Historical population
| Census | Pop. | Note | %± |
| 1910 | 1,413 |  | — |
| 1920 | 1,744 |  | 23.4% |
| 1930 | 2,177 |  | 24.8% |
| 1940 | 1,858 |  | −14.7% |
| 1950 | 1,792 |  | −3.6% |
| 1960 | 1,353 |  | −24.5% |
| 1970 | 0 |  | −100.0% |
| 1980 | 2,272 |  | — |
| 1990 | 3,409 |  | 50.0% |
| 2000 | 4,277 |  | 25.5% |
| 2010 | 4,228 |  | −1.1% |
U.S. Decennial Census 1900 (N/A) 1910-1930 1930-1950 1980-2000 2010

==Sectors==
Barrios (which are, in contemporary times, roughly comparable to minor civil divisions) in turn are further subdivided into smaller local populated place areas/units called sectores (sectors in English).
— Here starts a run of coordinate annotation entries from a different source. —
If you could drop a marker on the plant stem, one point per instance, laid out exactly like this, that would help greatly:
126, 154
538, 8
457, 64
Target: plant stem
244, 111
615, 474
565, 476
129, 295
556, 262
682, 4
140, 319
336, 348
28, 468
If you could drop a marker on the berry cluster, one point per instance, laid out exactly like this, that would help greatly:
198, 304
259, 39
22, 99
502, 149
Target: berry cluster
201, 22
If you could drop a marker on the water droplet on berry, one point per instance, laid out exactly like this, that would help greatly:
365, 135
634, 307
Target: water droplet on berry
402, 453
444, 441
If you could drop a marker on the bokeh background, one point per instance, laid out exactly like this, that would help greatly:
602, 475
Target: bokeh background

The types of sectores may vary, from normally sector to urbanización to reparto to barriada to residencial, among others.
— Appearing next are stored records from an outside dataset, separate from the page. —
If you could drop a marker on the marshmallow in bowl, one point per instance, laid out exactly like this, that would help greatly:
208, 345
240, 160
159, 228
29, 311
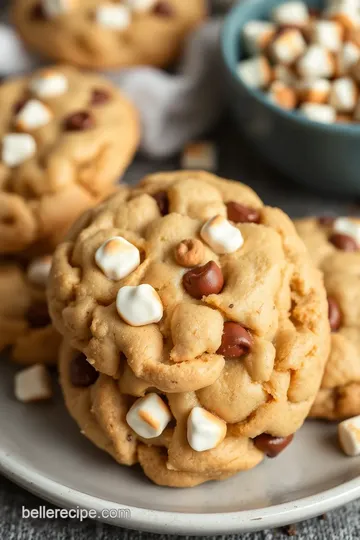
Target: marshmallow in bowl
318, 112
255, 71
117, 258
221, 235
33, 115
149, 416
139, 305
257, 35
316, 63
343, 95
291, 13
204, 430
288, 46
The following sectors are in Rabanal barrio:

=== Rabanal Norte ===
Almirante,
Comunidades Unidas,
Cortés,
Finca Alicea,
Flores de la Riviera o Las Flores,
Haciendas de Cidra o El Banco,
Jardines de Rabanal,
Jardines de la Cumbre,
La Milagrosa,
Las Jaguas,
Mejías, and Meléndez.

=== Rabanal Sur ===
Alejandro,
Alturas de Cidra,
Borrero,
Colinas de Buenos Aires,
Diego Rivera,
El Buen Pastor,
El Paraíso,
Fátima,
Jolujo,
Jiménez o Loma de los Jiménez,
La Cumbre,
La Loma,
La Pastora,
Lomas de Rabanal,
Los Bravos,
Los Dos Mangoes,
Los Panes,
Malavé,
Millo Reyes,
Monseñor Ignacio González,
Piñeiro,
San José,
Tierra Linda, and
Tres y Medio (3½).

In Rabanal is Parcelas La Milagrosa comunidad and part of the Cidra urban zone.